The interactions of multiple single nucleotide polymorphisms (SNPs) are highly hypothesized to affect an individual's susceptibility to complex diseases. Although many works have been done to identify and quantify the importance of multi-SNP interactions, few of them could handle the genome wide data due to the combinatorial explosive search space and the difficulty to statistically evaluate the high-order interactions given limited samples.

Results

Three comparative experiments are designed to evaluate the performance of MegaSNPHunter.
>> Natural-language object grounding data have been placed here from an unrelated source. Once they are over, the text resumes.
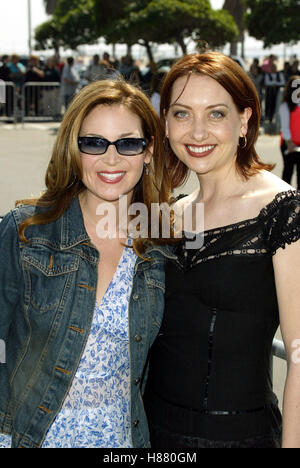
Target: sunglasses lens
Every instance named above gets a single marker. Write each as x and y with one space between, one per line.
131 146
90 145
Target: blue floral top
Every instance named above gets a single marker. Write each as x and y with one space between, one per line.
96 411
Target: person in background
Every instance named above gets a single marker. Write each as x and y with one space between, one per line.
273 82
51 94
17 71
4 69
5 75
33 94
129 70
70 81
209 382
289 113
257 75
51 71
96 70
81 306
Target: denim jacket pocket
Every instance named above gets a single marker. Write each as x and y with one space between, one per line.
46 276
155 281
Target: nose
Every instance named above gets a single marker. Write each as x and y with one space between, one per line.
111 156
199 130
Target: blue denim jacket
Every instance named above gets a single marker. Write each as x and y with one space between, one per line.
47 299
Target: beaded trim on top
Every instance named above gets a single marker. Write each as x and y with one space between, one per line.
277 224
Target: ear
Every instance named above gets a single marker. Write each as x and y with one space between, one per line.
166 124
245 117
149 151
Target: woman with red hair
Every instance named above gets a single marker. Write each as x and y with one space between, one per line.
209 383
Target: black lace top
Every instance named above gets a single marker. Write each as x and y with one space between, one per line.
209 367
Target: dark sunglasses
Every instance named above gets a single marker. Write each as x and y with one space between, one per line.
124 146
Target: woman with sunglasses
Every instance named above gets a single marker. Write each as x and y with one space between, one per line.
79 308
209 383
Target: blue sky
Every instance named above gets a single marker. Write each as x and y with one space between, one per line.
14 28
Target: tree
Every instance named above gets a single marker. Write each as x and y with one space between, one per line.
274 21
169 21
237 9
50 6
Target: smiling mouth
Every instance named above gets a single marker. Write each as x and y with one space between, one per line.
111 177
198 151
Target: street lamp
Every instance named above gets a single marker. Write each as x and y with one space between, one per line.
29 26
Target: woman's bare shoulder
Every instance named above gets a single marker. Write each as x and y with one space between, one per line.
266 186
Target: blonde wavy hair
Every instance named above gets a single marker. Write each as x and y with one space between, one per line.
64 173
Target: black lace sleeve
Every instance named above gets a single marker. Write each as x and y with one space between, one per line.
284 220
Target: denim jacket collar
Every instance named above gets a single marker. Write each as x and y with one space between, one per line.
69 231
72 226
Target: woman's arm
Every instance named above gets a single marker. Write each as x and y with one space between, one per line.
287 274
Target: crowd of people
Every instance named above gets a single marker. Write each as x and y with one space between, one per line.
269 80
70 76
136 339
273 86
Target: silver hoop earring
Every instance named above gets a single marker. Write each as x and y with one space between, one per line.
245 142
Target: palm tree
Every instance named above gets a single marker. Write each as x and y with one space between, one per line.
50 6
237 9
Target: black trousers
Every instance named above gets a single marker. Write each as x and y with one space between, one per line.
163 439
290 161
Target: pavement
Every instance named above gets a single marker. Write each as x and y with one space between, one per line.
25 151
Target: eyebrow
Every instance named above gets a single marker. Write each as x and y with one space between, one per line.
208 107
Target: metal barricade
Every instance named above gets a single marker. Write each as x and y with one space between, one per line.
41 101
9 108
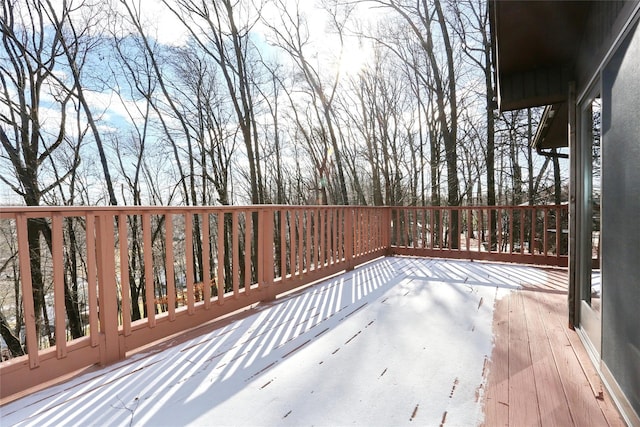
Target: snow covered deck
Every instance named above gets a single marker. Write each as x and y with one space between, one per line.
397 341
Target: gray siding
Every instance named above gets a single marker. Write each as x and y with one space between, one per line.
621 218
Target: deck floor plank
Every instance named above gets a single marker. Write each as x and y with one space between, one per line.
497 397
523 400
553 405
588 407
539 359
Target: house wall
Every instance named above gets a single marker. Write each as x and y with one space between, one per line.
620 224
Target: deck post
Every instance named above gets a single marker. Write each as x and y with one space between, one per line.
266 253
349 236
107 289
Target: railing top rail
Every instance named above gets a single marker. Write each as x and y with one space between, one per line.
172 209
155 208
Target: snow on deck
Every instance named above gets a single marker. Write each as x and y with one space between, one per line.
397 341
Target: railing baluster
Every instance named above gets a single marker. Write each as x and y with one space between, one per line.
283 244
206 260
92 275
57 257
148 269
235 250
169 269
188 243
221 279
27 291
248 249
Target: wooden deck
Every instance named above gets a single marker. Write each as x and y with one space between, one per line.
383 332
540 373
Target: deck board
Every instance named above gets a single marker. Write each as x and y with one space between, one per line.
523 399
497 397
552 402
543 354
413 333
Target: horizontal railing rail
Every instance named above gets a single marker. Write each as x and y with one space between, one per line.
523 234
93 284
90 285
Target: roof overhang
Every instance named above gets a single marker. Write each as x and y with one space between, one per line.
552 129
535 46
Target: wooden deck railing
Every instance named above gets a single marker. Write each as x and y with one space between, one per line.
523 234
93 284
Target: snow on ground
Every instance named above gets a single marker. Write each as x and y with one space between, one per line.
398 341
The first experiment uses synthetic data generated on the basis of epistasis models. The second one uses a genome wide study on Parkinson disease (data acquired by using Illumina HumanHap300 SNP chips). The third one chooses the rheumatoid arthritis study from Wellcome Trust Case Control Consortium (WTCCC) using Affymetrix GeneChip 500K Mapping Array Set. MegaSNPHunter outperforms the best solution in this area and reports many potential interactions for the two real studies.

Conclusion

The experimental results on both synthetic data and two real data sets demonstrate that our proposed approach outperforms the best solution that is currently available in handling large-scale SNP data both in terms of speed and in terms of detection of potential interactions that were not identified before. To our knowledge, MegaSNPHunter is the first approach that is capable of identifying the disease-associated SNP interactions from WTCCC studies and is promising for practical disease prognosis.